CN112261023A

CN112261023A - Data transmission method and device of convolutional neural network

Info

Publication number: CN112261023A
Application number: CN202011104673.3A
Authority: CN
Inventors: 罗建刚
Original assignee: Suzhou Inspur Intelligent Technology Co Ltd
Current assignee: Suzhou Inspur Intelligent Technology Co Ltd
Priority date: 2020-10-15
Filing date: 2020-10-15
Publication date: 2021-01-22

Abstract

The invention discloses a data transmission method and a data transmission device of a convolutional neural network, wherein the method comprises the steps of dividing data to be transmitted into a plurality of arrays based on a data division mode, and sequentially executing the following steps for each array in response to the start of aggregation of the array above the array: calling computing resources to perform sparse compression on the array at the source processing unit to generate a compressed array; calling communication resources to execute a transmission mode-based protocol on the compressed array; calling communication resources to perform transmission mode-based aggregation on the compressed array; the computing resource is invoked to perform decompression on the compressed array at the target processing unit to extract the array. The invention can reduce the communication data volume under the condition of ensuring the convergence precision so as to improve the transmission efficiency, reduce the waiting time and improve the overall speed.

Description

Data transmission method and device of convolutional neural network

Technical Field

The present invention relates to the field of neural networks, and more particularly, to a data transmission method and apparatus for a convolutional neural network.

Background

Increasingly sophisticated machine learning algorithms, such as Deep Neural Networks (DNN), Convolutional Neural Networks (CNN), etc., can achieve unprecedented performance in many practical applications and solve many areas of difficulty, such as speech recognition, text processing, and image recognition. However, a long time is often required for training on a single Graphics Processing Unit (GPU), and the application is limited to a certain extent due to low efficiency. The most widely used method to reduce training time is to perform data parallel training. In data parallel training, each GPU has a complete copy of the model parameters, and the GPU often exchanges parameters with other GPUs participating in the training, which results in significant communication costs and becomes a system bottleneck when communication is slow.

In order to solve the communication bottleneck in training, the communication bottleneck can be solved from two aspects of hardware and software. More advanced GPU interconnection technology is adopted in the aspect of hardware; advanced modern communication libraries are employed in software. The ring communication method is applied more in the existing communication method, and the Pipeline technology can be effectively adopted, so that the method has good expansibility and is applied more in large data volume transmission. However, under the limitation of a low-speed network, for example, under a partial PCIE connection, the transmission speed is only about 7.5GB/s, which has gradually become a bottleneck for GPU calculation. In the case of multi-node transmission, the transmission is often performed through a network, which imposes a more serious restriction on GPU interactive computation.

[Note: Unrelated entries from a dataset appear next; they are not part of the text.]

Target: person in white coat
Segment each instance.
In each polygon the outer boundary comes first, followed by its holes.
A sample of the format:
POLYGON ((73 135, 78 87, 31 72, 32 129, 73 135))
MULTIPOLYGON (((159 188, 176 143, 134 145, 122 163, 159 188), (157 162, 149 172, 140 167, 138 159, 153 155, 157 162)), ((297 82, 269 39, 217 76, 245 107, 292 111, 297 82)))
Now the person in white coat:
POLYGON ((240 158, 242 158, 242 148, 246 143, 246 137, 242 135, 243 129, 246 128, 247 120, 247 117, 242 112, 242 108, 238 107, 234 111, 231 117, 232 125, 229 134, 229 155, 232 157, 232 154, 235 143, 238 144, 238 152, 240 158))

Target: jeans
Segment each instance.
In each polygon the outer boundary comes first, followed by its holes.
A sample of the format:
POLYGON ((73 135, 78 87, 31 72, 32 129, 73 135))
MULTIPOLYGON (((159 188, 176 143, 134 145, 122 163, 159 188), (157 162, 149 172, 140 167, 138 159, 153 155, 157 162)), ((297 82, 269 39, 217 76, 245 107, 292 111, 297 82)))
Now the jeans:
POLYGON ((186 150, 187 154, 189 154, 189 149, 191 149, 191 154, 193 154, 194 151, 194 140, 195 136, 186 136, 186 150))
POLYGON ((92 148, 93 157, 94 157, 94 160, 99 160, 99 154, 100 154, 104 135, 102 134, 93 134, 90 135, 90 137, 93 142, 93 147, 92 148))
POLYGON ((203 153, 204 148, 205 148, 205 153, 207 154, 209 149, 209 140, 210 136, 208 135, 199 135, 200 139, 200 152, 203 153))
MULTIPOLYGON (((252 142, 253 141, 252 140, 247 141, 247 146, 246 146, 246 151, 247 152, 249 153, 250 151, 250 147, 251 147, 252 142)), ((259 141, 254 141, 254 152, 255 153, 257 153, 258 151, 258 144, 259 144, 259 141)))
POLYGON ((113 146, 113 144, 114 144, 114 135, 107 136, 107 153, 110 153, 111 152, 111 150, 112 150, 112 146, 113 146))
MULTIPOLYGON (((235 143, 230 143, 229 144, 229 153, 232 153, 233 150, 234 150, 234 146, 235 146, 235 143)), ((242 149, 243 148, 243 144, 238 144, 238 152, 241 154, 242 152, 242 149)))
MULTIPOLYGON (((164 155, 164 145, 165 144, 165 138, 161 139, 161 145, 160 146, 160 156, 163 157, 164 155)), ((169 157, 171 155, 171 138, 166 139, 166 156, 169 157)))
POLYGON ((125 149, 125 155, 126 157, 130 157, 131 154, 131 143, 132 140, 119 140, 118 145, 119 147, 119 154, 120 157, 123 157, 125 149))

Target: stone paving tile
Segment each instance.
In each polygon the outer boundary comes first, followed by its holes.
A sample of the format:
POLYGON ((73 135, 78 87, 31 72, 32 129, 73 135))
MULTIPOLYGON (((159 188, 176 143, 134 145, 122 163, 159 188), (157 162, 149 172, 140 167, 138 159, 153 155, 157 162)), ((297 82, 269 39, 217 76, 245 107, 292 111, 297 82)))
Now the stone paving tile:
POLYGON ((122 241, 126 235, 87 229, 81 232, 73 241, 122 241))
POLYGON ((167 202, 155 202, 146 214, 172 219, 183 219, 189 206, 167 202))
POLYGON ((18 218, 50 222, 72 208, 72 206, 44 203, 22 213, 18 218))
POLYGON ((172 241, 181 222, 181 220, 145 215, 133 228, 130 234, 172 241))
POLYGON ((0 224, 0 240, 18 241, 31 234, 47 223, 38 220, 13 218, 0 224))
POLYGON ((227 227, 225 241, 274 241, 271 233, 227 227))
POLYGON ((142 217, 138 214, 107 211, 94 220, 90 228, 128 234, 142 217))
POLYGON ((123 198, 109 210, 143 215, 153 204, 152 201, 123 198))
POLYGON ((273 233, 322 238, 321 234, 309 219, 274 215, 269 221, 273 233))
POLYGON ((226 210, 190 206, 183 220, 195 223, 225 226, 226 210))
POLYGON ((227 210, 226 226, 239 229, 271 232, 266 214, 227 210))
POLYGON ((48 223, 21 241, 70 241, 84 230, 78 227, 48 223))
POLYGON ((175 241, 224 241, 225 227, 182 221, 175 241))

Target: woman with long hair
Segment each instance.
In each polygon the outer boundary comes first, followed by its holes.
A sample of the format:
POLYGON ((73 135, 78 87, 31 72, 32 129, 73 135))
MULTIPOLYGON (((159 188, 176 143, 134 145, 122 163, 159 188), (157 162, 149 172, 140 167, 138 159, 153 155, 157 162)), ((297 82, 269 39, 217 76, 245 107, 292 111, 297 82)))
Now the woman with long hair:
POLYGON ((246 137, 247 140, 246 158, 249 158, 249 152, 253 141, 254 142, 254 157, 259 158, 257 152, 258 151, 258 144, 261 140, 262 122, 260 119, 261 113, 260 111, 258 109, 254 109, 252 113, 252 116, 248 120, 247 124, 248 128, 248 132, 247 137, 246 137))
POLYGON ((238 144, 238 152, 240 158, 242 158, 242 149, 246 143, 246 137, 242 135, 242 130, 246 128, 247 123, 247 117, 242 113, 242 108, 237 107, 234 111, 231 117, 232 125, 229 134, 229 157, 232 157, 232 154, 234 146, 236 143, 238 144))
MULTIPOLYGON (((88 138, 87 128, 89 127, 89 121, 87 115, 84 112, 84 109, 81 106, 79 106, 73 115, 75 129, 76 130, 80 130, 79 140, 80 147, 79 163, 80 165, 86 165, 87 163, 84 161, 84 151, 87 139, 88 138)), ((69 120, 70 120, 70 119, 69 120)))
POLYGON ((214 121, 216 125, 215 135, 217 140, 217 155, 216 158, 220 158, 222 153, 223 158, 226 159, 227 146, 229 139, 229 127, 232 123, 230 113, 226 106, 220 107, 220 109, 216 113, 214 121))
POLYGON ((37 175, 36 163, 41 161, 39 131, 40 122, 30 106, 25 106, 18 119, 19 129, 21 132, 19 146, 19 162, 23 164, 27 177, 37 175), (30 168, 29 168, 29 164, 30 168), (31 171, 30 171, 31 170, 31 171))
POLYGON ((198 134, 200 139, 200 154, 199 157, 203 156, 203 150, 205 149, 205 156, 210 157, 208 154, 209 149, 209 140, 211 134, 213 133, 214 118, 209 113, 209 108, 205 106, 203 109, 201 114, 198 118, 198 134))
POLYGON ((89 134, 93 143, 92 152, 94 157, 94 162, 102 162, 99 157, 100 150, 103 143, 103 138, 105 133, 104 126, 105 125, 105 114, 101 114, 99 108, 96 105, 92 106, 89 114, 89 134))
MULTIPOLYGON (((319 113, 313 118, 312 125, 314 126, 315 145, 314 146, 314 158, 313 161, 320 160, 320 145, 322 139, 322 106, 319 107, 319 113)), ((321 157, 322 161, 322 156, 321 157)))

Aiming at the problems of large communication data volume, long time consumption and slow overall task processing progress of the convolutional neural network in the prior art, no effective solution is available at present.

Disclosure of Invention

In view of the above, an object of the embodiments of the present invention is to provide a data transmission method and apparatus for a convolutional neural network, which can reduce the amount of communication data to improve the transmission efficiency, reduce the latency, and improve the overall speed while ensuring the convergence accuracy.

In view of the above object, a first aspect of the embodiments of the present invention provides a data transmission method for a convolutional neural network, including dividing data to be transmitted into a plurality of arrays based on a data division manner, and sequentially performing the following steps for each array in response to a previous array starting aggregation:

calling computing resources to perform sparse compression on the array at the source processing unit to generate a compressed array;

calling communication resources to execute a transmission mode-based protocol on the compressed array;

calling communication resources to perform transmission mode-based aggregation on the compressed array;

the computing resource is invoked to perform decompression on the compressed array at the target processing unit to extract the array.

In some embodiments, performing the sparse compression on the array to generate the compressed array comprises:

extracting the value and position of each element from the array to form a pair of numbers;

deleting the element number pairs with the value of zero;

the remaining pairs of element numbers are combined to form a compressed array.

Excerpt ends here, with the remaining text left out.